Jacobabad e Ras al-Khaima, le prime città diventate invivibili per il caldo torrido

Il caldo può diventare letteralmente invivibile? La risposta è sì: lo affermano gli scienziati e si tocca già con mano in Pakistan e a Ras al-Khaima.

Nella bozza del Sixth assessment report, messa in circolazione dalla stampa a fine giugno, gli esperti del Gruppo intergovernativo di esperti sui cambiamenti climatici (Ipcc) delineavano un futuro fatto di caldo invivibile, estinzione di specie, epidemie, collasso degli ecosistemi, città minacciate dal livello dei mari. Un futuro che sembrerebbe fin troppo apocalittico, se non fosse la logica conseguenza di quel riscaldamento globale su cui gli scienziati cercano a tutti i costi di richiamare la nostra attenzione ormai da anni. Anzi, in alcuni luoghi del mondo questa non è una previsione ma la realtà, già oggi. È il caso di Jacobabad, in Pakistan, e dell’emirato di Ras al-Khaima. Due città che hanno già raggiunto una temperatura ritenuta incompatibile con la sopravvivenza umana.

Quando il caldo diventa invivibile

Per la sua capacità di termoregolazione, il corpo umano è capace di resistere a temperature estreme, anche di 60 gradi centigradi. O addirittura di 100, se sono di breve durata. Questo, però, a patto che l’aria sia secca e permetta al sudore di evaporare, rinfrescando l’organismo. Quando però la colonnina di mercurio supera stabilmente i 35 gradi con un tasso di umidità del 90 per cento, il meccanismo si inceppa e la temperatura corporea si alza. “Possiamo iniziare ad avere problemi di vista, vertigini, disturbi neurologici”, spiega a un’emittente televisiva francese il cardiologo sportivo Laurent Uzan. Nei casi più gravi si arriva al coma, alle convulsioni e a gravi complicazioni cardiache e renali.

Caldo a Portland
Un cooling center a Portland, cioè un luogo messo a disposizione della cittadinanza per rinfrescarsi ed evitare malori legati al caldo © Nathan Howard/Getty Images

A Jacobabad picco di ricoveri in ospedale

È esattamente il clima che caratterizza Jacobabad, nella provincia del Sindh, in Pakistan. I suoi 200mila abitanti sono sempre stati abituati a estati torride, visto che la città si trova proprio in corrispondenza del tropico del cancro e i raggi del sole la colpiscono perpendicolarmente nel solstizio d’estate. La situazione, però, sta peggiorando a vista d’occhio. L’aria umida in arrivo dal mar Arabico ha contribuito a sfondare il tetto dei 52 gradi centigradi e tutto fa pensare che il trend sia destinato a peggiorare. I blackout sono sempre più frequenti, così come i ricoveri per infarti e altri problemi cardiaci, considerato che solo i più fortunati hanno un impianto di aria condizionata in casa.

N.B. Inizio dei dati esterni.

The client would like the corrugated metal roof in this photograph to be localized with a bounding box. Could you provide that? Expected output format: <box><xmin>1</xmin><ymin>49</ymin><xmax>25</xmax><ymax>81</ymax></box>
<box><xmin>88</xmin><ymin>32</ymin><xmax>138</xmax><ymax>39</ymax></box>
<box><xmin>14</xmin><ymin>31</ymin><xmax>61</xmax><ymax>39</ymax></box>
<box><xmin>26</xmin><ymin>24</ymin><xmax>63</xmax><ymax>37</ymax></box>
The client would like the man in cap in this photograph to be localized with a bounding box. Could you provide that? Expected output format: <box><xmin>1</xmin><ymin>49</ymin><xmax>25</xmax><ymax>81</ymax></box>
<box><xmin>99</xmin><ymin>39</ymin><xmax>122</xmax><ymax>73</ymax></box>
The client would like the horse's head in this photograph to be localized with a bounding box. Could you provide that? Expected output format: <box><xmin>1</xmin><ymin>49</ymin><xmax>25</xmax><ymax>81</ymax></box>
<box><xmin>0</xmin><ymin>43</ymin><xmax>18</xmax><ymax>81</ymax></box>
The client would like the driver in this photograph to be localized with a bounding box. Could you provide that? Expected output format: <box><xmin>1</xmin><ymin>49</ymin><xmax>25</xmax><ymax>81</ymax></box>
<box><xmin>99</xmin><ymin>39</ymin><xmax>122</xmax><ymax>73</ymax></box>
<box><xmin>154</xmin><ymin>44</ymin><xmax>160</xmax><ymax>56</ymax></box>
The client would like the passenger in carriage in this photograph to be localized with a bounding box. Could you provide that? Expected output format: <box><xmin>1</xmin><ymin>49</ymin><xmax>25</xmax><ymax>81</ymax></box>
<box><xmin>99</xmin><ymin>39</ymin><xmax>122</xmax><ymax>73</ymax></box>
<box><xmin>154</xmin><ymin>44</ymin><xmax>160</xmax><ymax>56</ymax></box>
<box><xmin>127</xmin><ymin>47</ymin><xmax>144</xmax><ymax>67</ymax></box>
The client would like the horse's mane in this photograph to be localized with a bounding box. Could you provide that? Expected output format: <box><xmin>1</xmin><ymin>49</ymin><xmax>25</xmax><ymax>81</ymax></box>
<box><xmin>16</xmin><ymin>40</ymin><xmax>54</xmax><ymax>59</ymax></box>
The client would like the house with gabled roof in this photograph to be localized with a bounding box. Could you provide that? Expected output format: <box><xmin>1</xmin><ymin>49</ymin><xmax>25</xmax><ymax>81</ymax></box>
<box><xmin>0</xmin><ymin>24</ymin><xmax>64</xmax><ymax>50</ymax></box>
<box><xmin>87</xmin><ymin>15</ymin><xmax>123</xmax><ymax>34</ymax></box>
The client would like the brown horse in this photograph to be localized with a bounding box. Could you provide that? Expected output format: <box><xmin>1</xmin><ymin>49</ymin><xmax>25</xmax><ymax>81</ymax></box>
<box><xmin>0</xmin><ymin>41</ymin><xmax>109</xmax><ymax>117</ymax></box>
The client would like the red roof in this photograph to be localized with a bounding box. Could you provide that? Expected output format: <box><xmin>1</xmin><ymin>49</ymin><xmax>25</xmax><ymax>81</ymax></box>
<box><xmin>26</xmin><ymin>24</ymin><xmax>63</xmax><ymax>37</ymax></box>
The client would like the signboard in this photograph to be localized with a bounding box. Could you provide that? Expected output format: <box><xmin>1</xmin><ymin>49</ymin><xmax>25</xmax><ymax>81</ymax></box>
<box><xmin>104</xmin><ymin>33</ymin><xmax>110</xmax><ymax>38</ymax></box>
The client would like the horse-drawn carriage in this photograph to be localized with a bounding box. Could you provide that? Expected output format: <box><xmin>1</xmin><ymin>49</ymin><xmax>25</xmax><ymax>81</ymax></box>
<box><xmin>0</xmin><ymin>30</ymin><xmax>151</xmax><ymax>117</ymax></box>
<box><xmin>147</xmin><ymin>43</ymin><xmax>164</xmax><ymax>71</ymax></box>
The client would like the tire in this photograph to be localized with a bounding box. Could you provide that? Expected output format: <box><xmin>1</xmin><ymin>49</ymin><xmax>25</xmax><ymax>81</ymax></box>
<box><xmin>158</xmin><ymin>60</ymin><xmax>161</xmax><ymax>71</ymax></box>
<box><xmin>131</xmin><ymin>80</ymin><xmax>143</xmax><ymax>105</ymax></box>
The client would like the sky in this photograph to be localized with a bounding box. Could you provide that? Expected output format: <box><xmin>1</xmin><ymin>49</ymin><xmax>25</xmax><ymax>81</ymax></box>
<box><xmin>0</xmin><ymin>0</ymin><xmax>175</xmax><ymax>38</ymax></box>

Pioggia artificiale su Ras al-Khaima

L’altro centro ad aver superato la soglia dei 52 gradi, ritenuta per convenzione invivibile, è Ras al-Khaima. Affacciato sul golfo Persico, è uno dei sette emirati che compongono gli Emirati Arabi Uniti. In questi giorni stanno circolando video che mostrano violenti temporali abbattersi sul territorio; peccato però che si tratti di pioggia artificiale.

Attraverso tecnologie sviluppate grazie agli investimenti milionari delle autorità emiratine, infatti, i droni raggiungono le nuvole e rilasciano scariche elettriche che favoriscono la condensazione del vapore acqueo. Il risultato sono i rovesci di pioggia, pensati per dare sollievo al clima desertico che caratterizza la zona. Un palliativo, non certo una soluzione.